Ты, срывающая покров
С катафалков и с колыбелей,
Разъярительница ветров,
Насылательница метелей,Лихорадок, стихов и войн,
— Чернокнижница! — Крепостница! —
Я заслышала грозный вой
Львов, вещающих колесницу.Слышу страстные голоса —
И один, что молчит упорно.
Вижу красные паруса —
И один — между ними — черный.Океаном ли правишь путь,
Или воздухом — всею грудью
Жду, как солнцу, подставив грудь
Смертоносному правосудью.
26 июня 1916
Первые же строки звучат как порицание:
Ты, срывающая покров
С катафалков и с колыбелей
Катафалки и колыбели — сакральные атрибуты, берегущие тайну смерти и рождения. Срывать с них покров значит дерзко обнажать эти тайны, делать их доступными людскому взору и обсуждению, лишать их защитной силы.
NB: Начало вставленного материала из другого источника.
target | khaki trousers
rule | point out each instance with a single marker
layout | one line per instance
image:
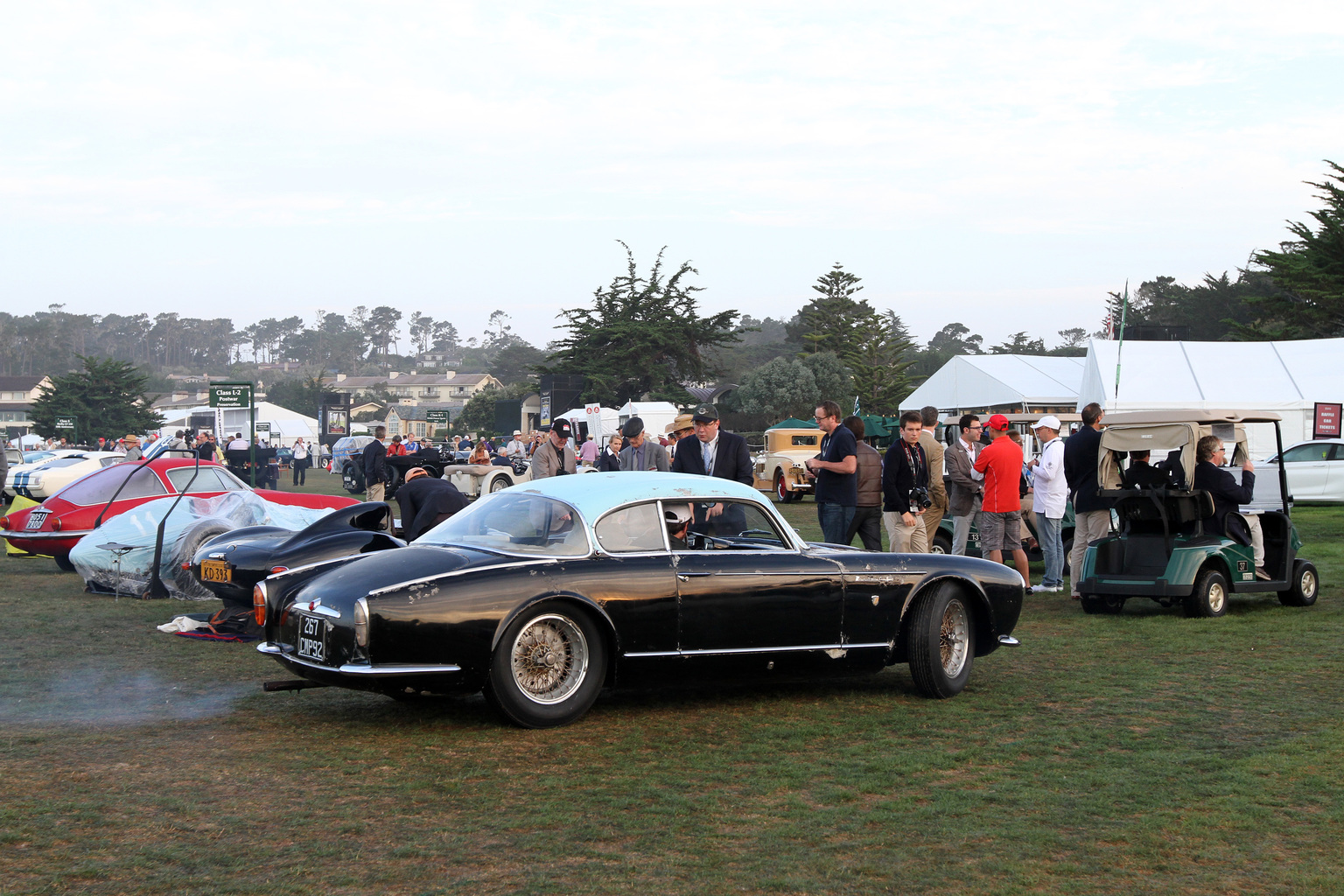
(905, 539)
(1088, 527)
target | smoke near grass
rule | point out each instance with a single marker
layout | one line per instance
(104, 696)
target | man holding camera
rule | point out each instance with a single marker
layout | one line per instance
(905, 489)
(1000, 514)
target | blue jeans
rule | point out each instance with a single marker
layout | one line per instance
(1053, 549)
(835, 520)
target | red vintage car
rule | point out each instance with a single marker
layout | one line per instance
(57, 524)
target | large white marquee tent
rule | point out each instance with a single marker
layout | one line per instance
(1012, 383)
(1285, 378)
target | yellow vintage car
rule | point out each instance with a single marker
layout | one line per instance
(780, 466)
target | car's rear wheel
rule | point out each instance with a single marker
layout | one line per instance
(1210, 595)
(941, 642)
(1102, 604)
(191, 542)
(1306, 586)
(549, 667)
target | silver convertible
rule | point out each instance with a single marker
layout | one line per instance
(542, 594)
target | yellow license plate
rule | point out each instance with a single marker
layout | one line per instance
(215, 571)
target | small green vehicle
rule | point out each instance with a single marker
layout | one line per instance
(1161, 550)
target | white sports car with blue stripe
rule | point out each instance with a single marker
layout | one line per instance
(45, 479)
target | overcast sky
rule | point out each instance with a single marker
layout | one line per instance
(996, 164)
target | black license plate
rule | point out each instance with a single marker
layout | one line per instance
(312, 639)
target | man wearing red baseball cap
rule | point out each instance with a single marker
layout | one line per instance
(1000, 516)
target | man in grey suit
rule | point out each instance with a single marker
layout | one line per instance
(640, 453)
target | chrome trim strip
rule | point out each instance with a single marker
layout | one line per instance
(353, 669)
(464, 571)
(359, 669)
(38, 536)
(747, 650)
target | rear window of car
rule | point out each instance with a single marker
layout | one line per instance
(98, 488)
(515, 524)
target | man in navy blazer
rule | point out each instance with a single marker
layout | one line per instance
(729, 459)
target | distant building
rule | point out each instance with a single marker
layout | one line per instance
(416, 388)
(17, 398)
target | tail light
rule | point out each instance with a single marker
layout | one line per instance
(361, 622)
(260, 604)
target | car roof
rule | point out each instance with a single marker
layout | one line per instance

Описание качеств героини распространяется на другие сферы ее влияния. Она, оказывается —
Разъярительница ветров,
Насылательница метелей
Ахматова в своей поэтической ипостаси предстает не как стихийное явление, не часть природы, а как высшая сила, управляющая самыми суровыми ее проявлениями.
Но и это не предел ее могущественного влияния. Она же — источник
Лихорадок, стихов и войн,
то есть причина глобальных катаклизмов, которые как совершаются в отдельных телах и душах, так и отражаются на существовании целых народов.
Перечисление свойств завершается определениями, которые звучат, как приговор после прокурорского монолога:
— Чернокнижница! — Крепостница! —
Эпитеты квалифицируют образ Ахматовой как магическую, темную, всеподавляющую силу.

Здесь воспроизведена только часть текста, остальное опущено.